On Thursday night, hours after the verdict was announced, the heartfelt letter was shared during a poetry reading hosted by JVP in solidarity with Tatour. In a Harlem performance space maintained by the Qubit art initiative, in a converted parking garage, around 50 supporters gathered to hear Tatour’s words, and to share poems of their own.

The mood was somber, for the most part, weighed down by a sense of shared guilt about not being able to do more for Palestinians living in Israel, the West Bank, and Gaza. In “What It’s Like Being A Palestinian in UC Berkeley as Gaza is Burning,” the poet Dina Omar wrote about the frustration of observing the carnage from afar: “We spend hours rolling grape leaves to distract ourselves from internet updates / The death toll is rising.” She was followed by Lebanese-American writer Jess Rizkallah, who echoed that feeling of helplessness amid geopolitical chaos: “We made memes / We leaned into the nuclear apocalypse.”

But there were also moments of righteous anger. Referencing Brandi Seals, a black transgender woman killed in Houston last year, Golden, a trans-femme visual artist and poet, drew parallels between their own experience and the plight of Palestinians. “As a trans person, I feel like I embody a state of being erased, and I think of Palestinians as a cousin in that struggle,” said Golden. “They don’t even care to learn our names.”

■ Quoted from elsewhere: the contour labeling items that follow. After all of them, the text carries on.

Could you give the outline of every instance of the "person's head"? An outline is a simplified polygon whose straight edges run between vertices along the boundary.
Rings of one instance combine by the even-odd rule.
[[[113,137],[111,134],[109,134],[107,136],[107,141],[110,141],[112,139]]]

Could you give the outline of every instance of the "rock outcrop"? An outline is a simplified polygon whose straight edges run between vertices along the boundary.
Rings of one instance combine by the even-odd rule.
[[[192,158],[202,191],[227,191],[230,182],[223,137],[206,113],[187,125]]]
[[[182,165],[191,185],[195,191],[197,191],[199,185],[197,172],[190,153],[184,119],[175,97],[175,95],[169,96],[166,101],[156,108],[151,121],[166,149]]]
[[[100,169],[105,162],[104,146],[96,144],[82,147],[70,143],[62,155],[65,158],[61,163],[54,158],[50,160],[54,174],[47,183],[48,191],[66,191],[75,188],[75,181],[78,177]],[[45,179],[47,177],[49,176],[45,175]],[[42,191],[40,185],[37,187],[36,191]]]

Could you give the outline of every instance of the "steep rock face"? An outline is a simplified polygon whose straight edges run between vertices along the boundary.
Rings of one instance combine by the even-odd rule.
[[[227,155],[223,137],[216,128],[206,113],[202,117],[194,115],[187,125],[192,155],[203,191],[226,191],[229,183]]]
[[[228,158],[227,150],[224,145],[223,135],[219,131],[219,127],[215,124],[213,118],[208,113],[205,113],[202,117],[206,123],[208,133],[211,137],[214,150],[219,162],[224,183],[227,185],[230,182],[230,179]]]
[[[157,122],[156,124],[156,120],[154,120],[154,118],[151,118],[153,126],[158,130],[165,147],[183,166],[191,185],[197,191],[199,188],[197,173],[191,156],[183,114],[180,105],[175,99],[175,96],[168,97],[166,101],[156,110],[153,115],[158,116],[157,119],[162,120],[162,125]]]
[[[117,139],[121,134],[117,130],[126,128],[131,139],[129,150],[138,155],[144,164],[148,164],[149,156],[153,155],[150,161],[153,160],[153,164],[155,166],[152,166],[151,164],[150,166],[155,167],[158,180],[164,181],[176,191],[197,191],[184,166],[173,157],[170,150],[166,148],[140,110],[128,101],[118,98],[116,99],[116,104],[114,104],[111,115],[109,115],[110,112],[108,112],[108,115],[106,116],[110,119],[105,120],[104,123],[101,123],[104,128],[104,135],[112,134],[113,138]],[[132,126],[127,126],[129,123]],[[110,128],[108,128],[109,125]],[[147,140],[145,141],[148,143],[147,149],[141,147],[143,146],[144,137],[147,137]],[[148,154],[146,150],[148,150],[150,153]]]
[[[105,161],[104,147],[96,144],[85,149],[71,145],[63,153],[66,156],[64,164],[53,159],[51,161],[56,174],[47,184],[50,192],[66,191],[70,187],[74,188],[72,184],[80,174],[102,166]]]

Complementing the poetry readings were discussions about the nature of poetry, the ways in which the medium can confront the self-reinforcing power of language built on oppression. Claire Schwartz, a PhD candidate Yale and the author of the poetry collection bound, quoted the Iranian-American poet Solmaz Sharif, who wrote, “The maiming and obliteration of language preempts and attempts to excuse the maiming and obliteration of bodies.” Schwartz continued, in an email reflecting on the night to Jewish Currents, “Poetry refuses to take received language for granted and, as such, can challenge ideas about value (Who ‘counts?’ Who ‘matters?’ Who ‘deserves’?) so encoded in language they can sediment into common sense.”

Schwartz’s poem, Cross-Examination, cites the Polish poet Czeslaw Milosz’ question–“What is poetry which does not save Nations or people?”–asking, “Can a poem save a nation? / Can a poem survive a nation?” More specifically, Schwartz’s work seemed to ask, what does the imprisoning of poets say about a nation’s survival prospects? And what does it say about our collective apathy toward the Palestinian victims of state violence that Tatour’s case, and the hundreds of others like it, have not received more attention? “Alternatives to how things are can feel distant, unimaginable,” lamented Schwartz.

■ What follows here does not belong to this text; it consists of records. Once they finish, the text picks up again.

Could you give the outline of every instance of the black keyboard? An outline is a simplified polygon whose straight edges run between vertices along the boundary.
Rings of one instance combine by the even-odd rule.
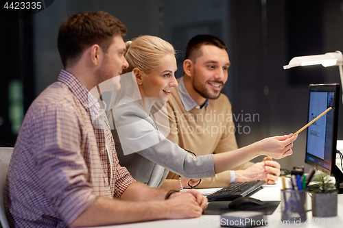
[[[209,201],[233,201],[246,197],[265,183],[265,181],[234,183],[207,196]]]

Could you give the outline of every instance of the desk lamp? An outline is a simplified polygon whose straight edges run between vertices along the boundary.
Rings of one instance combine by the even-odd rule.
[[[288,65],[283,66],[283,68],[285,70],[294,66],[318,64],[322,64],[324,67],[338,66],[340,68],[341,85],[343,88],[343,67],[342,66],[343,64],[343,55],[340,51],[329,52],[324,55],[294,57],[289,61]]]

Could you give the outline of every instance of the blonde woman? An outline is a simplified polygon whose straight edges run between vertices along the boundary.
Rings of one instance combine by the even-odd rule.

Yet, as the day’s searing heat wave gave way to an eerie downpour, the room became, as Schwartz put it, “a site for imagining more expansive futures,” with the understanding that, while poems read in a damp Manhattan garage likely won’t save Palestine, the act of solidarity was in itself valuable.

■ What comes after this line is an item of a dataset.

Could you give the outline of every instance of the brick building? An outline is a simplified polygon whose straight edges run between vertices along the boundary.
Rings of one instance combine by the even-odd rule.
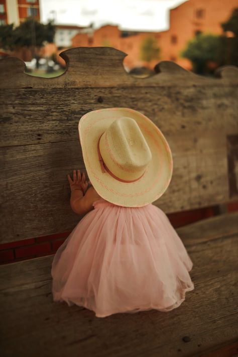
[[[40,21],[39,0],[0,0],[0,25],[18,26],[28,17]]]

“Dareen shared her own perspective that building community abroad makes us feel more free,” said Shalva Wise, JVP Artist Council Coordinator. “We’re using the art form that she is being imprisoned for as a way to curate context, to hold a mirror up and say: Really think about it, everyone, this is what’s happening.

Tatour is expected to be sentenced in the Nazareth Magistrate’s Court by the end of the month. She faces the possibility of eight years in prison.

This piece has updated to clarify Claire Schwartz's quotation of the poet Solmaz Sharif.

Jake Offenhartz is a freelance reporter based in New York.